Like all ceramics, they start life as clay: liquid clay, in fact, which is known as slip. These are shapes that are far too complex to be ‘thrown’ on the potter’s wheel, and so they must be cast in moulds. But shapes like these can’t just be cast in a single mould like half of an Easter egg; they must be assembled from a number of separately moulded pieces.

Every china company has its own unique recipe for slip, made up of clay, water and a substance called a deflocculant to control its viscosity. This liquid clay is poured into plaster moulds, which are left just long enough for a thin layer of clay to form on the inner surfaces as the porous plaster absorbs the water. It is a skilled task to choose the right moment to pour out the excess slip for re-use, especially as the thickness of the clay can vary considerably from one style of vase to another. For larger vases the mould can be too large for this process to be done by hand, and either a machine has to be used to tip the mould or a special design using a removable plug in the base can be utilised.

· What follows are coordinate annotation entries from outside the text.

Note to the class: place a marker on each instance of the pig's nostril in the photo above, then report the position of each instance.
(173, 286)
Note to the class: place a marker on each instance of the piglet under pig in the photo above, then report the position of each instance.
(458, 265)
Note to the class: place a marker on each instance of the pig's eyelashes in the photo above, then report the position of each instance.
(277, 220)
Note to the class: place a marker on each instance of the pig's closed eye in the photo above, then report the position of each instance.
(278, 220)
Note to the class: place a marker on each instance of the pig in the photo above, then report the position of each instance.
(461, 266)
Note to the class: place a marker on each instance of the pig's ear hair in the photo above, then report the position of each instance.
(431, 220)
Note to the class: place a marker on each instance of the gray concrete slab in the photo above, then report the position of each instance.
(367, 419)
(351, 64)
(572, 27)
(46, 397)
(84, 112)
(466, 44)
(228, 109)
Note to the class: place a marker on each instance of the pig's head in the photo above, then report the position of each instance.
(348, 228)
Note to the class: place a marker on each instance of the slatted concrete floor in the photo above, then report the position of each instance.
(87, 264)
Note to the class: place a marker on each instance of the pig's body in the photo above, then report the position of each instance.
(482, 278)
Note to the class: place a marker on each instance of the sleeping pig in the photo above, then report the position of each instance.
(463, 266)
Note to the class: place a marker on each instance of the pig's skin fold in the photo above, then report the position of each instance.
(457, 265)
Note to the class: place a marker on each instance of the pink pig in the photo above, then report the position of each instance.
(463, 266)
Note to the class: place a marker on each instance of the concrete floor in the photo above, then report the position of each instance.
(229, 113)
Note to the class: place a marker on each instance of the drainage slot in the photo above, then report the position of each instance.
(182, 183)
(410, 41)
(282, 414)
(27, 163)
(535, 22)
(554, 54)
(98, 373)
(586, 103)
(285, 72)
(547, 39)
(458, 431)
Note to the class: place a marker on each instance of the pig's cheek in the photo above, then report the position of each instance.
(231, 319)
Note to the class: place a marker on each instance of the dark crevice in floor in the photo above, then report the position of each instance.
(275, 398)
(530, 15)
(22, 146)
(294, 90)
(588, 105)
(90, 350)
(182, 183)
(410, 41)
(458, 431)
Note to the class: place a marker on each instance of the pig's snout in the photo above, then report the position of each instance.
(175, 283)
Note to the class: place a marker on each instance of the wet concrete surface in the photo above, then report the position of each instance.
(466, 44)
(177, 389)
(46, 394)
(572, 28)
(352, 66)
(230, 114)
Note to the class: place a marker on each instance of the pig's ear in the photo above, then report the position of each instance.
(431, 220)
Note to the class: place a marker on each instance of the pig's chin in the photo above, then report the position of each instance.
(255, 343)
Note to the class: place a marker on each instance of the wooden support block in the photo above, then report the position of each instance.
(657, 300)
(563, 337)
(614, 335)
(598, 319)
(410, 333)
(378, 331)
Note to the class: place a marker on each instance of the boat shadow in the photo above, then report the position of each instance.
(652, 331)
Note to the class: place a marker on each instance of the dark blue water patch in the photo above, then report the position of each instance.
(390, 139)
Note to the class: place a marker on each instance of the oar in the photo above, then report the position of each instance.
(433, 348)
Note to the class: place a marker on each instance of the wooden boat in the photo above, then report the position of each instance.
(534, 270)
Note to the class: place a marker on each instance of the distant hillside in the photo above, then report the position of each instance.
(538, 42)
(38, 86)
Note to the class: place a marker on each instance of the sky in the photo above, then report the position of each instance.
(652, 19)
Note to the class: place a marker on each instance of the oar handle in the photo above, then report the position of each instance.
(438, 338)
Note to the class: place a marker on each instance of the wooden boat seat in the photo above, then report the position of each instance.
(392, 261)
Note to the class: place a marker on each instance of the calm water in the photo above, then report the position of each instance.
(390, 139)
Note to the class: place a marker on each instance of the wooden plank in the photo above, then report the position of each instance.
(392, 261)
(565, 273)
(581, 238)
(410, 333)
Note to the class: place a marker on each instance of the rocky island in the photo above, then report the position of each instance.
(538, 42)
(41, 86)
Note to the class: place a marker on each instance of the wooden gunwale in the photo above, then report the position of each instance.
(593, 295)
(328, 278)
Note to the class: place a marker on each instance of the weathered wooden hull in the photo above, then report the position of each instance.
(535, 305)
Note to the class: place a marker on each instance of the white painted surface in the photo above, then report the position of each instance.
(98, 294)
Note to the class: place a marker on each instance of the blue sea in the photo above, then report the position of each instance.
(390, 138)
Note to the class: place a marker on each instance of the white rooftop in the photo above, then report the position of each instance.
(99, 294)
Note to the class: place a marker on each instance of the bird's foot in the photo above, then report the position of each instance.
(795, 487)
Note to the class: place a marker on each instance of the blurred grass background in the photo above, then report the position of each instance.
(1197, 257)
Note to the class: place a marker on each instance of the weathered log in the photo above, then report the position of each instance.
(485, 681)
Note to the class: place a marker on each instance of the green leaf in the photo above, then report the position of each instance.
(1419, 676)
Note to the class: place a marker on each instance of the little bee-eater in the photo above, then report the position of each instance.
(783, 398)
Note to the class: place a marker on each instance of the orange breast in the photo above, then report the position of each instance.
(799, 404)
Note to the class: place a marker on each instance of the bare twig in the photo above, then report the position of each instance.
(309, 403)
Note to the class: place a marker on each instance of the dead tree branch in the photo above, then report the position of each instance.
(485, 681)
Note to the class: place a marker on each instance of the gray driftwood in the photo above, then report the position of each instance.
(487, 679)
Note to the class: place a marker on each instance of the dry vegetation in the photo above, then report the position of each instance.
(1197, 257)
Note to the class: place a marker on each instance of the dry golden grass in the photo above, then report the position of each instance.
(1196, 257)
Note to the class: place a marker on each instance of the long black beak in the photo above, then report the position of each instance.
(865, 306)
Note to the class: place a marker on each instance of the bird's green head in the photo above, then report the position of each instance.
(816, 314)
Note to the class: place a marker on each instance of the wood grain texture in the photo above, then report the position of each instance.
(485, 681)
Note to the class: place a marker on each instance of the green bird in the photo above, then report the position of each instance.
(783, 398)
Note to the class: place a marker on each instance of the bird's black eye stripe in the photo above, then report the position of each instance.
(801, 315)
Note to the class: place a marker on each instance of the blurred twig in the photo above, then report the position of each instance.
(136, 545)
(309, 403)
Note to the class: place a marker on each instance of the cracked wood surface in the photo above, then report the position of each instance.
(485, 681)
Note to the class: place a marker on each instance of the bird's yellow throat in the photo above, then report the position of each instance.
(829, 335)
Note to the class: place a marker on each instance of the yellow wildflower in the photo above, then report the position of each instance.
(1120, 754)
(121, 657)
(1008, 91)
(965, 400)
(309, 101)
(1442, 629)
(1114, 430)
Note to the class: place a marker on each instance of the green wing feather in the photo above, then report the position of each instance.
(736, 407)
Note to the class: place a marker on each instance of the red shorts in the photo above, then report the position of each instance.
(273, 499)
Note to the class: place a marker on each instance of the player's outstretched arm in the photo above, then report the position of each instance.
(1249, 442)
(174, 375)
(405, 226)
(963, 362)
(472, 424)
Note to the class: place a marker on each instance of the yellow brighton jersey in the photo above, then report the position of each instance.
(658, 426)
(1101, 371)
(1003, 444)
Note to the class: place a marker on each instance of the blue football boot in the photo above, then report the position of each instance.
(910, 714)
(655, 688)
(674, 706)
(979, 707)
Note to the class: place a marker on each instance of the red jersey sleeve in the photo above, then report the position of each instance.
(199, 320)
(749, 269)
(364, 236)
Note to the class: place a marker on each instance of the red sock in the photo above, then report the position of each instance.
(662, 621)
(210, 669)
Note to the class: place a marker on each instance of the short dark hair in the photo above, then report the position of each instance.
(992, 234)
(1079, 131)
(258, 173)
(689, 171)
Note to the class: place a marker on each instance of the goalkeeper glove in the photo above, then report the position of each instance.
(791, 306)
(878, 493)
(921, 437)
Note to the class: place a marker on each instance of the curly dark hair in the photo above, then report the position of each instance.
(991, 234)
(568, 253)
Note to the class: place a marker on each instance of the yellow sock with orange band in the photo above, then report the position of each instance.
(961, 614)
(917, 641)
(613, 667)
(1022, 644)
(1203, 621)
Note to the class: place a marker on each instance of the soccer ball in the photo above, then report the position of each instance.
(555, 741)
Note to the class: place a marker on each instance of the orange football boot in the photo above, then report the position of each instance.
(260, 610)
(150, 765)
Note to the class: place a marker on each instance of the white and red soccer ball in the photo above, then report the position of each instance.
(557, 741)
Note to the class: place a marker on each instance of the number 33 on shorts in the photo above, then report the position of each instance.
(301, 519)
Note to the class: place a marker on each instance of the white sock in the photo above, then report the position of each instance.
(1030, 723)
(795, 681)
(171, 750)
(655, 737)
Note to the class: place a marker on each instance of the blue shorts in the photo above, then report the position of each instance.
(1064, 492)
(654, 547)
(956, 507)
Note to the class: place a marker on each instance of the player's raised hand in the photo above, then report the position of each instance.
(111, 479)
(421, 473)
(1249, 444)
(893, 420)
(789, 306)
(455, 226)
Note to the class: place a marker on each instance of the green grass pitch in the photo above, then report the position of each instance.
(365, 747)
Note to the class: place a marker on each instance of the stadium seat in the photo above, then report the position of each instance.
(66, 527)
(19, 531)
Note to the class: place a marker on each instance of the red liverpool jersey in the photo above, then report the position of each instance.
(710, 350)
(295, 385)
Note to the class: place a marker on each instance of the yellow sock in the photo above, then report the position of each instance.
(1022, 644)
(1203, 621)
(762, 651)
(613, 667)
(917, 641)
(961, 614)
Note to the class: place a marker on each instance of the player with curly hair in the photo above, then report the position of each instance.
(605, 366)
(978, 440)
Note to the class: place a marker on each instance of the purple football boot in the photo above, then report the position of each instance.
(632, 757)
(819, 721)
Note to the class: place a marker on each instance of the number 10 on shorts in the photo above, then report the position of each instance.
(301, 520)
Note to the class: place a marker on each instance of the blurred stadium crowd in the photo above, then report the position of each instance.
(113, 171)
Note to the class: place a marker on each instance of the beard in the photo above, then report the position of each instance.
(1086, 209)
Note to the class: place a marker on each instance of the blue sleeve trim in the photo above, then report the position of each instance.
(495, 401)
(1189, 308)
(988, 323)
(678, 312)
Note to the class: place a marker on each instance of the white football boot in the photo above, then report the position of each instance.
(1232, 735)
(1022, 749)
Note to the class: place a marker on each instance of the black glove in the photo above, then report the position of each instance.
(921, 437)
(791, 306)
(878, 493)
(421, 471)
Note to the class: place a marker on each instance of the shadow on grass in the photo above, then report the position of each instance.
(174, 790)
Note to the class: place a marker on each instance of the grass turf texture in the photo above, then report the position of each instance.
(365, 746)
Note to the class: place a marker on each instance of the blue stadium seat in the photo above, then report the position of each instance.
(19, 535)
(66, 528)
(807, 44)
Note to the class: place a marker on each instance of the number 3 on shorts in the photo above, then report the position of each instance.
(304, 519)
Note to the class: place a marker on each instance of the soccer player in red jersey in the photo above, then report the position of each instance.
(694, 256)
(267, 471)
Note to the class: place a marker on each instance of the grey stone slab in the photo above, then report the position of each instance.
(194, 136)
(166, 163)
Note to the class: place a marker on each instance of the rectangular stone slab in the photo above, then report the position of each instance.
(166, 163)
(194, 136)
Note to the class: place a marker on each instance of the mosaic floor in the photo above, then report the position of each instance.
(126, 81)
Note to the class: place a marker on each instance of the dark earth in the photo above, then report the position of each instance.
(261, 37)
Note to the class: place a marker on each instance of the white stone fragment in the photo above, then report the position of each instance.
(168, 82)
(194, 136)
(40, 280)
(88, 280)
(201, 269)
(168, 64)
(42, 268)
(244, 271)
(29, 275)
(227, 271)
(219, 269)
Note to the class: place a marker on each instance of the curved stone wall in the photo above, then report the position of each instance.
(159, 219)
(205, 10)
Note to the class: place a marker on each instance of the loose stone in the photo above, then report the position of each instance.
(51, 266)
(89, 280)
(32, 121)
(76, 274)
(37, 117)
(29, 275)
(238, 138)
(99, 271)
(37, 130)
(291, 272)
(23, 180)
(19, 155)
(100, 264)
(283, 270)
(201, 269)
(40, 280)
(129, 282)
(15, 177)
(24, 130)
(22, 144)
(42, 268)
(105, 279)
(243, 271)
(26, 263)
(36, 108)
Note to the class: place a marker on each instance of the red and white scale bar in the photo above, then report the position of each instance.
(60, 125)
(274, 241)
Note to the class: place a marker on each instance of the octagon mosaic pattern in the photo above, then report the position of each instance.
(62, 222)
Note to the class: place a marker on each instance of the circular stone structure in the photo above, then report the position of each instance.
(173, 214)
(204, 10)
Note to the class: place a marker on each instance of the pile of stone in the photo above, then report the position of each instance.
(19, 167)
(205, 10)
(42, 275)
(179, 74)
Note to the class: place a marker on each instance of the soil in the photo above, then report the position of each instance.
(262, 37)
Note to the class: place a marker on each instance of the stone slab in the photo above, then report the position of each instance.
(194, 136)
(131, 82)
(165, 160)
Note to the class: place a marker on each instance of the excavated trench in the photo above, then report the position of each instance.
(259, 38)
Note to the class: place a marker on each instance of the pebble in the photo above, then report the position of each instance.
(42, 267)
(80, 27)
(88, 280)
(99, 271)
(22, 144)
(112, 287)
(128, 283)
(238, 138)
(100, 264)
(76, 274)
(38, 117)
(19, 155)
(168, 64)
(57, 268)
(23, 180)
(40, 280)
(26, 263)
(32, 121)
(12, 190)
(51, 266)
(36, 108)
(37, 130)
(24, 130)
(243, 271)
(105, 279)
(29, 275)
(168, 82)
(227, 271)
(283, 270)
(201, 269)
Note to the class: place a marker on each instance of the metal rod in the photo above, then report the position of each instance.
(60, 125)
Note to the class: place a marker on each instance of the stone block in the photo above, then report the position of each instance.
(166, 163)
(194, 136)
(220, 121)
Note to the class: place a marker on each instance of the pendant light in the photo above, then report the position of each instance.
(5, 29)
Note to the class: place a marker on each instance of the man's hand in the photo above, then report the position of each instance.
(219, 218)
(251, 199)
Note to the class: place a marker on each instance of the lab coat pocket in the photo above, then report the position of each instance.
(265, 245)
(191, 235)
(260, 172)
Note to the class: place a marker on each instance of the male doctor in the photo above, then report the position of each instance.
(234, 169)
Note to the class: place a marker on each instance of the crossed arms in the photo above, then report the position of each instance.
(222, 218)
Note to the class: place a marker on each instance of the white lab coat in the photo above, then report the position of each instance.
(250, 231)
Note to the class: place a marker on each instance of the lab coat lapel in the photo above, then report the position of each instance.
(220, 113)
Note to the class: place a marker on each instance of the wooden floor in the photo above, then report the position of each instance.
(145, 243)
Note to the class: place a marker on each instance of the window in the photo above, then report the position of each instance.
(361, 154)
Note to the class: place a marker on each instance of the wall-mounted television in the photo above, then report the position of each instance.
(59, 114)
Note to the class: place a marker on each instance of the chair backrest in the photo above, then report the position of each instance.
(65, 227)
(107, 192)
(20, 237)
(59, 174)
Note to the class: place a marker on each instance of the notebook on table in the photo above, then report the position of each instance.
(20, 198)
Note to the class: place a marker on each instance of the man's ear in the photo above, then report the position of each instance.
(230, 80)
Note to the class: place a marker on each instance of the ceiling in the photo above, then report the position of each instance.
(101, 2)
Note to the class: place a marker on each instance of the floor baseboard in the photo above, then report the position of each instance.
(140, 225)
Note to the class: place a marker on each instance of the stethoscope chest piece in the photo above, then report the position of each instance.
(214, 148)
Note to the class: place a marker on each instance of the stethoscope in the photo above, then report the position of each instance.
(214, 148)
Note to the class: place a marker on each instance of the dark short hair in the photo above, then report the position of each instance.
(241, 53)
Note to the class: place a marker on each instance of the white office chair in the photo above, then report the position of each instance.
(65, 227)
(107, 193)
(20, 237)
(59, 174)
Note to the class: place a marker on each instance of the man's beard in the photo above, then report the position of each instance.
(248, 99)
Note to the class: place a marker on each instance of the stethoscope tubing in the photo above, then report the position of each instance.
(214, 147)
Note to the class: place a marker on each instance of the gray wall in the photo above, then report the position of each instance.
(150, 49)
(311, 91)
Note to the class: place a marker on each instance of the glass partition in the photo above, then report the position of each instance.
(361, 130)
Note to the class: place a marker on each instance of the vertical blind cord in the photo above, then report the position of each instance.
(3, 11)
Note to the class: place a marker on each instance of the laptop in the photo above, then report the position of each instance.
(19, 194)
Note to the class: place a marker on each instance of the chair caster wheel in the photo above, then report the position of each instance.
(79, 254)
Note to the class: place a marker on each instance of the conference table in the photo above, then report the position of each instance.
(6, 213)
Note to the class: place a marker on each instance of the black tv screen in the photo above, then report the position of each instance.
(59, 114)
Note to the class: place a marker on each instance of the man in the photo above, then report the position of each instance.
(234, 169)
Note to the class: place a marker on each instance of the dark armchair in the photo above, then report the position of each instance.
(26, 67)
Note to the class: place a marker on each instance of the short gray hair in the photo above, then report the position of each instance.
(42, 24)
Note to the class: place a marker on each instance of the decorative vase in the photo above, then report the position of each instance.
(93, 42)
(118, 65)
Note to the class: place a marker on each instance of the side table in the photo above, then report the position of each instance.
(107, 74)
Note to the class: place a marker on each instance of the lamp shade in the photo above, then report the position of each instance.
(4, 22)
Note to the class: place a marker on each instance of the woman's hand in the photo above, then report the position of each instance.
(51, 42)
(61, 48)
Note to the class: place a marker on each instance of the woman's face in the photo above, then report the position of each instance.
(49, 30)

After time has been allowed for the clay to dry and gain solidity, the mould is carefully opened and the delicate contents removed. Now that the clay is strong enough to be handled, the pieces can be carefully assembled, using a thicker form of casting slip to stick them together before they are left to dry prior to their first, ‘biscuit’ firing; for larger items the drying period may be several weeks. For more complex pieces there is a strict order in which the pieces must be assembled to ensure a uniform appearance.

The casting process extends beyond the sections used to assemble each piece, and also includes the props that will be placed in the kiln to prevent it from distorting or ‘slumping’ during firing at around 1235 degrees Celsius.   

It is only when casting is complete that attention can turn to decorating the vase.